What to make of this remarkable springtime fade into the offseason? Did Sidney Crosby’s return from his second (or third) concussion in less than a year inflate the Penguins’ confidence to an unhealthy degree? It’s difficult to dispute that the Black and Gold’s execution and vigilance with the puck waned, even in the playoffs when intensity naturally rises.

As Shero also said Tuesday, it’s his job to figure out what spoiled the 2011-12 edition of the Penguins. The combined $9 million annually owed to defensemen Paul Martin and Zybnek Michalek has come under scrutiny, as has the long-term viability of the oft-referenced “three-center model” anchored by Crosby, 2012 Art Ross Trophy winner Evgeni Malkin and the blossoming Jordan Staal. How Shero will decide to allocate co-owner Ron Burkle’s resources in the future is a question clouded by the upcoming NHL collective bargaining agreement negotiations.

The cornerstone position of 27-year-old goaltender Marc-Andre Fleury will also be discussed, and deservedly so after he melted down in mystifying fashion against the Flyers. It was a spot in which he had excelled countless times before, and his regular-season play over the past two seasons has been superb, but allowing 48 goals in six games under the Stanley Cup microscope will be a difficult-to-cover blemish.

In summation, every aspect of how the Penguins do business will come under inspection this spring and summer. After back-to-back runs to the Stanley Cup Final, culminating in a climb to the mountaintop in 2009, Pittsburgh has been sent home by an underdog in three straight postseasons.

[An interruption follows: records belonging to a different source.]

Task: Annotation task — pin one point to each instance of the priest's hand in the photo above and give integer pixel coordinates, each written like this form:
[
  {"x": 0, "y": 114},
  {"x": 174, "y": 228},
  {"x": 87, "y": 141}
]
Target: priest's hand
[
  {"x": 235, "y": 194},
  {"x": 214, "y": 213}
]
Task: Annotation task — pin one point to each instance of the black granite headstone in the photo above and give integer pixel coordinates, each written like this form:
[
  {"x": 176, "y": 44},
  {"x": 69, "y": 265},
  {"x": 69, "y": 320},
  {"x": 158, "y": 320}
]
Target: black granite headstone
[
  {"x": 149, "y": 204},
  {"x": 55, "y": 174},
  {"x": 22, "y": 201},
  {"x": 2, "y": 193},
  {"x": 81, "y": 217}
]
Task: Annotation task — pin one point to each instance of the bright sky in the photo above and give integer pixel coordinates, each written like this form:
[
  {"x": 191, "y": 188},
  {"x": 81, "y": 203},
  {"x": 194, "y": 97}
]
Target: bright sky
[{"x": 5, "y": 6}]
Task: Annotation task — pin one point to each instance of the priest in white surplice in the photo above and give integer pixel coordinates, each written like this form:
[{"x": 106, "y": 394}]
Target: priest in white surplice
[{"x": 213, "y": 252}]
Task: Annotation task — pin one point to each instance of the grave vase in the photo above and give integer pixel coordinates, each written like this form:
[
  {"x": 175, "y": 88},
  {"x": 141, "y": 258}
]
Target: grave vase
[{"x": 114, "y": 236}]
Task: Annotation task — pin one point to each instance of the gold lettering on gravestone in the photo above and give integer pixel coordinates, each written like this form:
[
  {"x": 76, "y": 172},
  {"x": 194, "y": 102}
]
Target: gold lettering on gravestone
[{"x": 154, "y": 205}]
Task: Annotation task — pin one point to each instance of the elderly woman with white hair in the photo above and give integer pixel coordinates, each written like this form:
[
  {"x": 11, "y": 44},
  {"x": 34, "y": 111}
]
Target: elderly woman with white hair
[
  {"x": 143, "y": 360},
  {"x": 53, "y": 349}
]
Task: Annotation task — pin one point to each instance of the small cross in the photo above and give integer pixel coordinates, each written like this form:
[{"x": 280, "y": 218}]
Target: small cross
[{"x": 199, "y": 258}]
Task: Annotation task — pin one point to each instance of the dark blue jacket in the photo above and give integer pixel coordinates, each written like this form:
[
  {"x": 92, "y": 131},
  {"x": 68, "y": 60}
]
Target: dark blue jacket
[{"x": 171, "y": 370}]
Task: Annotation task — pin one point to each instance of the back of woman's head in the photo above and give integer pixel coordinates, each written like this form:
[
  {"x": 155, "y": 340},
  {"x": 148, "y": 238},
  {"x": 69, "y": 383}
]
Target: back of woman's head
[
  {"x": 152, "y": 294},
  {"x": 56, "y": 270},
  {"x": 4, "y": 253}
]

Yes, Montreal barely squeezed by in 2010’s second round and Tampa’s seven-game victory in last year’s first round was partly explained by the absence of the injured Crosby and Malkin. But after this abject collapse, Shero and company need to dig deep to discover why this team has underachieved since the ’09 Cup win.

Perhaps the Flyers can provide a guideline. After regular-season success but a lack of hardware with Mike Richards and Jeff Carter in town, Philadelphia GM Paul Holmgren shipped both “franchise players” off in trades last summer, effectively handing the keys over to Claude Giroux and a bevy of talented youngsters. Certainly the restructuring has paid off so far, but that’s no guarantee a similar shuffle will work on the other side of Pennsylvania.

In the end, Shero has proven trustworthy in ushering an impressive young core of talent into prominence as one of the premier clubs in recent NHL vintage. Improbably, following the second-best regular-season point total in franchise history, he faces the most pivotal offseason of his five-year tenure.